In order to remain faithful to God, we need to be able to marvel at him and at this undeserved love. With rhetorical questions (v. 32b-34), Moses attempts to awaken this sense of wonder. Is there anything greater than such a love shown to a nation? Has such love ever done more for any other nation on this earth? Has a people ever before been in such close relations with the wholly Other, the dazzling God who finds ways to be with his people without blinding them? Has there ever been such a God who loved his people as his one and only?
The people received everything they needed (v. 35-36) to accept God as their only love.

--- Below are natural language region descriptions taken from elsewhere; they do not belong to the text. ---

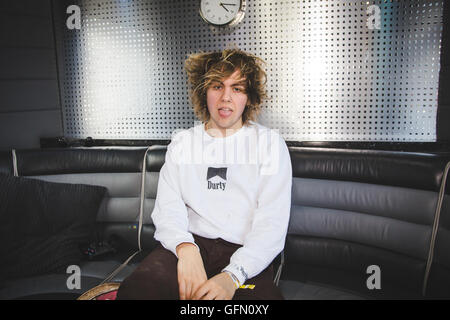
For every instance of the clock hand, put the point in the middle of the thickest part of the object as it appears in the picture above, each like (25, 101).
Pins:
(221, 4)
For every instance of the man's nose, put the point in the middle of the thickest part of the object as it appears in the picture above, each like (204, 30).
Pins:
(226, 96)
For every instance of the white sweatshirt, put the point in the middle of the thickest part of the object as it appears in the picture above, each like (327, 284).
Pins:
(237, 188)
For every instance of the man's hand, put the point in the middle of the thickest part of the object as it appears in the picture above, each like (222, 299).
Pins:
(190, 269)
(219, 287)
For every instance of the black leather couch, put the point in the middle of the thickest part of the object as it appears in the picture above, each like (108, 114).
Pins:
(351, 209)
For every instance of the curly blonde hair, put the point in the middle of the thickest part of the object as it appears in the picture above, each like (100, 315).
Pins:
(207, 67)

God showed it to them through deeds; he protected and freed them; he “raised” them like a child (see Hosea 11:1-4). God acted “before their eyes” and they could hear his voice booming “out of the fire.” There is only one God for heaven and earth, and he must find his place in the “heart” of the people (v. 39).
Naturally the people could always fall away from this love of God. In those days, just as today, there were many things to distract them. The economy and politics, but also culture and even religion can become a kind of smokescreen so that it is no longer clear that human beings were created and formed by a love that it valid for all time and that makes them sacred. Powers constantly threaten to arise in order to attack human freedom, created for God’s love.
“God wants happiness for us” (Brother Roger). Moses is deeply attached to the people. For this reason he does not force them by using his own authority; he shows them God’s love, to which he himself feels committed. He wishes that things may “go well” (v. 40) for his people and their posterity, that they may have a long life. There is no other power “in heaven above and on the earth below” that can promise such happiness for all time.
Moses wants to spare the people the painful detours on which we seek, in vain, a life of happiness elsewhere than in the Source of life. He gave himself to the end to mediate between God and the nation. God’s love goes even further, it is true, beyond the means which are “decrees and laws.” Jesus Christ is the “way” on which God comes close to his people directly, without other means. He gave himself for love and in this way disarmed all other powers once and for all.